China and Russia, which like America opposed the North Korean tests, have been humiliated and desperately want a solution they can jointly embrace with America. Kim Jong Il’s nuclear bluff must be called. The Dear Leader crows that he is ready for war. Bring it on and let’s end the Korean War once and for all.
The Korean armistice signed on July 27, 1953, between North Korea and the U.N. Korean forces led by the U.S. remains in force. No formal peace treaty was ever concluded. People have forgotten that more than 84,000 soldiers from 16 countries serving under the U.N. flag died during the conflict. More than a million Korean civilians also died, as well as an estimated 900,000 Chinese troops fighting with the North Koreans. A peace treaty is long overdue.
Why should China and Russia go along? Because the U.S. will agree that Taiwan is a province of China and that America will not defend Taiwan should it declare independence. The U.S. settles two thorny issues simultaneously. China and America have a lot to offer Russia to come along.
America, China, Japan, Russia and South Korea must initiate five- party talks without pre-conditions or sanctions, which only hurt and subject the majority of North Koreans to more misery and suffering because of their self-centered sycophant authoritarian military leadership.
The five-party talks should explore how best to find an honorable face-saving exit for Kim and Co. This is a negotiating tactic America has perfected with several Haitian dictators over the years, allowing them to live comfortably in exile.
North Korea borders economic powers China, Russia and South Korea. Japan is nearby, across the Sea of Japan. These four economic superpowers could set up cooperative cross-border economic zones on their mutual borders, the kind Kim has visited and admired in China, and is hopelessly and helplessly trying to emulate.

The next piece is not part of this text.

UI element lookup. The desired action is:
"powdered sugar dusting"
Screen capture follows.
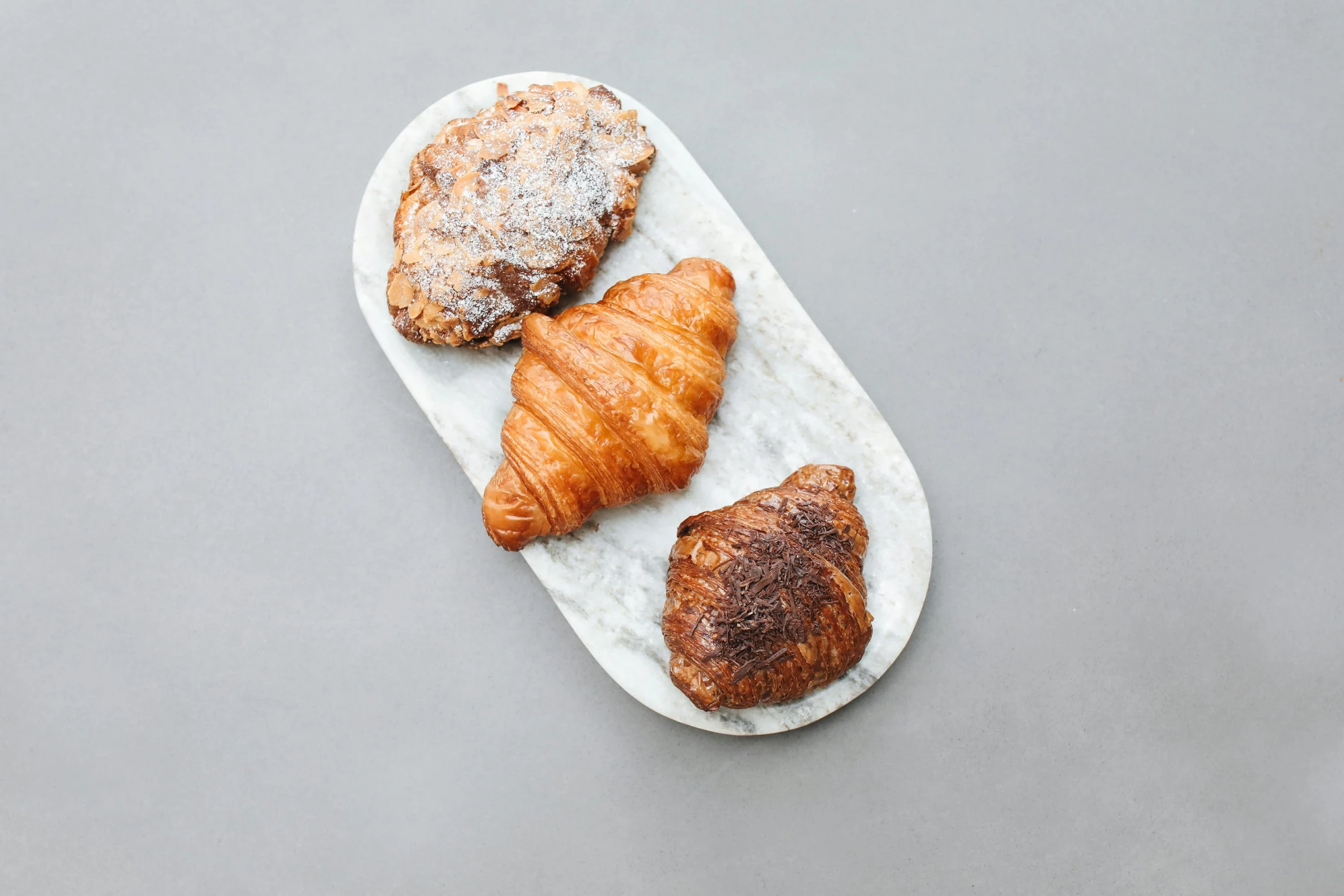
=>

These special economic zones would transform Pyongyang’s central planned Stalinist communist economy into neutral economic buffer zones in the potentially explosive area and stop the accelerating destabilization rippling through the region and beyond. It is the only feasible way to bring stability to East Asia.

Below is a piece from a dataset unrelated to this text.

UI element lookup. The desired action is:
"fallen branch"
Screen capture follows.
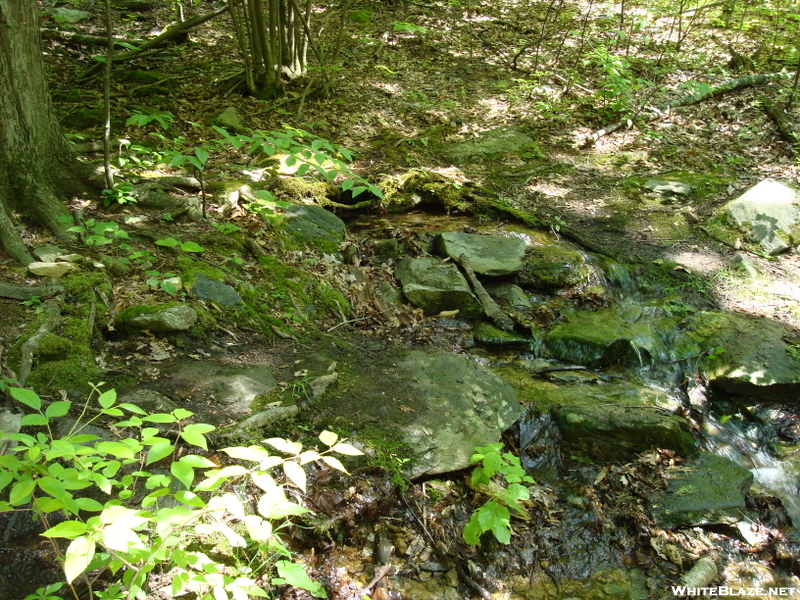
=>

It is in the world’s long-term strategic interest to neutralize North Korea’s nuclear capability, create a North-South confederation and eventually a unified Korea that enjoys prosperous cooperative economic zones with its neighbors.
Economic prosperity also would prevent a massive refugee exodus and ensuing crisis that China and Russia are concerned about, especially if American and European corporate citizens embrace the economic zones the same way they did in China. This would allow North Korea to finally sign a peace agreement that allows it to be gradually reunited with the South. The cost of reunification, unlike the case in postwar Germany, would be shared by the five parties looking out for what’s best for all humanity.
The five-party effort could transform the secretive and isolated Hermit Kingdom and its crippled economy into open, vital, sunlit renaissance model for basket cases like Zimbabwe and other failed states.
What is the alternative? More crippling sanctions, nuclear one-upmanship and political threats that can only lead to conflict, and potentially, Armageddon?